Today our aim was to complete a simple day walk but complete some of the scientific work along the way. In simple terms we were going to the summit of Mt Drygalski, all 226 metres of it.
On leaving Base Camp Fred and I had a casual walk south along the foreshore of Walrus Bay as a warm up, and we needed it, overnight there had been a small fall of snow and the temperature had dropped accordingly.
We left 2 of the light and temperature sensors at the southern end of the bay on the rock finger that reached out to us from Mt Drygalski and then started the short climb. The trick was to pick a line to climb that was clear of the lush green azorella plant and also avoided the small pea to tennis ball sized lava rocks that covered the hillside.

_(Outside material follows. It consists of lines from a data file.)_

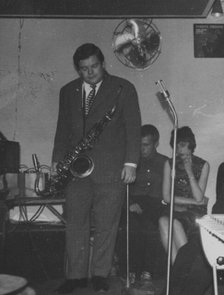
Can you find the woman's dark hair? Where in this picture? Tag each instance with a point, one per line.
(150, 130)
(184, 134)
(85, 51)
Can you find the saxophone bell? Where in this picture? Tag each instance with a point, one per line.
(82, 166)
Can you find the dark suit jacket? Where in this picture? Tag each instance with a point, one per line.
(120, 140)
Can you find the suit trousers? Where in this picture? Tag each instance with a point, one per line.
(88, 205)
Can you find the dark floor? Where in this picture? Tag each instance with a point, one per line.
(37, 255)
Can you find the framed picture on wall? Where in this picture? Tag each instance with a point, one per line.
(209, 40)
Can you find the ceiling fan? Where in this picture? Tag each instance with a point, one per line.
(136, 43)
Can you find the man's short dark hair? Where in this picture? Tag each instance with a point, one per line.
(184, 134)
(150, 130)
(85, 51)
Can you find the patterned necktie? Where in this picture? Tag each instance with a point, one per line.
(90, 98)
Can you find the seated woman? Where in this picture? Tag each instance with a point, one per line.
(191, 175)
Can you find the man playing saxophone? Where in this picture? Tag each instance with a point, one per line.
(99, 195)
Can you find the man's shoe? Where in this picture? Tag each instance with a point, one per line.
(146, 284)
(100, 284)
(69, 285)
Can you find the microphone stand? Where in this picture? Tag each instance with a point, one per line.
(166, 95)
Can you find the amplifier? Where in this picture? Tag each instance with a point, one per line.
(9, 156)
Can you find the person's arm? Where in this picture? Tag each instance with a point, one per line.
(198, 188)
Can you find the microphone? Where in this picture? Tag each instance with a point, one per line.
(163, 91)
(36, 163)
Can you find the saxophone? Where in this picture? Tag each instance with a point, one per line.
(75, 163)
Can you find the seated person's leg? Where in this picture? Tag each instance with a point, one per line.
(179, 235)
(164, 233)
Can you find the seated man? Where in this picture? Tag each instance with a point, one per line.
(191, 272)
(145, 206)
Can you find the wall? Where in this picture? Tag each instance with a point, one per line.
(36, 60)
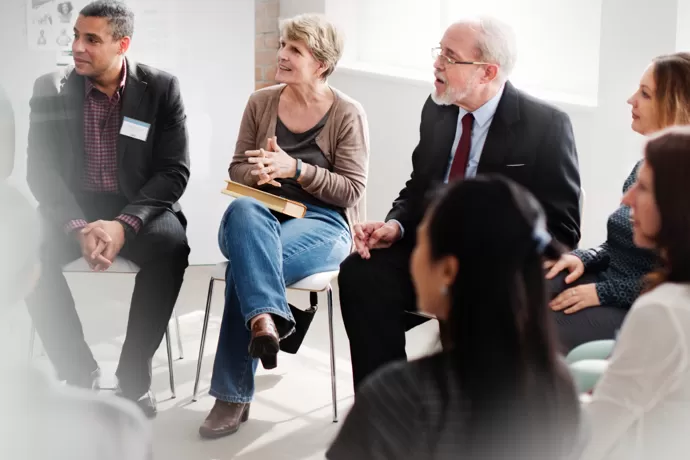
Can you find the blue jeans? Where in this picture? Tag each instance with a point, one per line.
(253, 240)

The view along the way is outstanding. North is the Azorella peninsula with Walrus Bay on the left and Corinthian Bay on the right. The unique rock formations of the far north of Azorella peninsula defy my explanation. All I can say is that the bands of different coloured rock that flow upward through the cliff face are impressive and I’m told are part of the Drygalski formation on which Heard Island sits.

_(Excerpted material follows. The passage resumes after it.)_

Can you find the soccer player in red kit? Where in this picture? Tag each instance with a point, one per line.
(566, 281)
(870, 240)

By the time we reached the summit point the winds had increased to the pint that standing was a difficulty and shortened our stay to a few minutes.

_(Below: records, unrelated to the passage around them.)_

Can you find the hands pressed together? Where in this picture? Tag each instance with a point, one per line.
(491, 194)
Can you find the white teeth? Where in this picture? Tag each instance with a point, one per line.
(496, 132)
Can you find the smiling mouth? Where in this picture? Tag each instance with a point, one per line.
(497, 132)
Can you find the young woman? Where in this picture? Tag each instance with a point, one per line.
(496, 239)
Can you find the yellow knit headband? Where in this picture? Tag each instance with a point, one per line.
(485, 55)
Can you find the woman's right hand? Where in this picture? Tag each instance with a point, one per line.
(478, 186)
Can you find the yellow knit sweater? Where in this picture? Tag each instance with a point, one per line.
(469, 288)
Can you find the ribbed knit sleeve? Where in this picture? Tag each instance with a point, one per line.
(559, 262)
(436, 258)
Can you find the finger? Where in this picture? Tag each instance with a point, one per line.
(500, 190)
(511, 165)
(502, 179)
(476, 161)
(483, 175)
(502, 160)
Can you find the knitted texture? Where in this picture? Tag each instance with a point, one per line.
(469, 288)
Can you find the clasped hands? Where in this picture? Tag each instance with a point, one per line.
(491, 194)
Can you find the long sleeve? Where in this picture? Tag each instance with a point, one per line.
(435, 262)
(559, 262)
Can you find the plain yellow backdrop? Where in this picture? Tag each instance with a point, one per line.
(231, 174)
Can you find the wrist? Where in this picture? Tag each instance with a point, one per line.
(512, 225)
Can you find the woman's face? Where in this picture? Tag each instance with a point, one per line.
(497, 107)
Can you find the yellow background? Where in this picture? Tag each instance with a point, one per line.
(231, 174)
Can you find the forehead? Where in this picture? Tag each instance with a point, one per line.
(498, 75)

From the summit we headed east along the ridgeline and a view out over the Schmidt glacier and also over the King penguin rookery that we had visited several days before. It’s from here that we really get a view of the trek that these penguins make from the rookery to the sea. We had seen them ambling along when we followed their trail but from above the true magnitude of their trip is clear. Why don’t they move closer to the sea?
There are ridges of moraine rock in front of us that are just too tempting and I’ve convinced Fred that a walk along the far ridge will give us even better views over the Schmidt glacier. There are several small glacier lagoons that we see from the ridge and maybe on an other trip out this way we can get some time to investigate these.
Our route of Mount Drygalski is relatively simple, stay high until we are clear of the cliff lines on the eastern end and then plunge down the lava and sand terraces to reach the sand flats before the short walk back into Base Camp.